Dan Jenkins offers his two bits for those interested in "wallowing" in Hogan stats, a nice digestive to counter an overdose of TV announcer exuberance. His 14 straight top 10s in the Masters is worth a moment, and he also never finished out of the top 10 in 16 straight U.S. Opens. Jenkins figures Hogan "could've or should've" won six Opens; he won four - or five, depending where you stand on the 1942 Hale America Open. His swing at age 70 is profiled, still supple and majestic. Next to the dozens of posed shots accepting this or that trophy, Hogan never looked happier or more at ease than signing autographs or walking amongst the Scottish crowds at Carnoustie in 1953. He was clearly surprised at the warmth of the response he received. The staff at the guesthouse pooled their ration coupons to give him a silver dollar-sized steak and filled his bag with good luck charms. Try and come up with a modern day equivalent to an outpouring like that. Folly! There's the first trophy he ever won and even the Sucrets and Heet in the shelf of his locker at Shady Oaks.

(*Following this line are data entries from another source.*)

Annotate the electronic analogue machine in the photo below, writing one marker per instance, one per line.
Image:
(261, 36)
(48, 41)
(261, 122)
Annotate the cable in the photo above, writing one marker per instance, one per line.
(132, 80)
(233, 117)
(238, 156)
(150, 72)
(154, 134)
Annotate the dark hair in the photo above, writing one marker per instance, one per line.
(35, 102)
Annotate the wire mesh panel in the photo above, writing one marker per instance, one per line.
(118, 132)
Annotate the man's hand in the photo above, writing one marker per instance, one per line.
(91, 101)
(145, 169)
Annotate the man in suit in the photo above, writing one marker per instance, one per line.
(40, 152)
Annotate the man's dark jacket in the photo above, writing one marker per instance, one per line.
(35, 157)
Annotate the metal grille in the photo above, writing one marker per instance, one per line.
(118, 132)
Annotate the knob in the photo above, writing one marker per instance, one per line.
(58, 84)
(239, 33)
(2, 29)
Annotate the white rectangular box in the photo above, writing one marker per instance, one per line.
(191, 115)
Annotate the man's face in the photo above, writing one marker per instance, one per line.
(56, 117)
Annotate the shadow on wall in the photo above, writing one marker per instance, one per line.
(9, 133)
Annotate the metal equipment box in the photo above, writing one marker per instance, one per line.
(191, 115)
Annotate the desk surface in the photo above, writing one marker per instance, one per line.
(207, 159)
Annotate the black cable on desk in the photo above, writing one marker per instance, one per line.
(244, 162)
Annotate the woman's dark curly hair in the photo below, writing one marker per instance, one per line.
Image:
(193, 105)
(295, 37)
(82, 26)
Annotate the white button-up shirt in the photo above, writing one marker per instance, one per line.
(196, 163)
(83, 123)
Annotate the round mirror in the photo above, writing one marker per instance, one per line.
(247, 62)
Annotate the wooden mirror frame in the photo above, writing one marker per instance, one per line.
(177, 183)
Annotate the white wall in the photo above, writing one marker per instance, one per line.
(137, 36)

Red Smith's Herald Tribune column of Hogan's win at Merion in 1950 was a terrific addition, one of any number of exciting finds. "To say there never has been another achievement in competitive sports comparable to Ben Hogan's victory in the National Open golf championship is not mere understatement;" he began, "it is practically an insult to language. We shall not live to see anything like it again."
Smith, who didn't play golf, and was not prone to overstatement, couldn't help but relish Hogan's achievement, his "studied, intellectual game." That about nails it. Anyone who brings a similar approach to appreciating Hogan by curling up with this book will not be disappointed. Clear some space.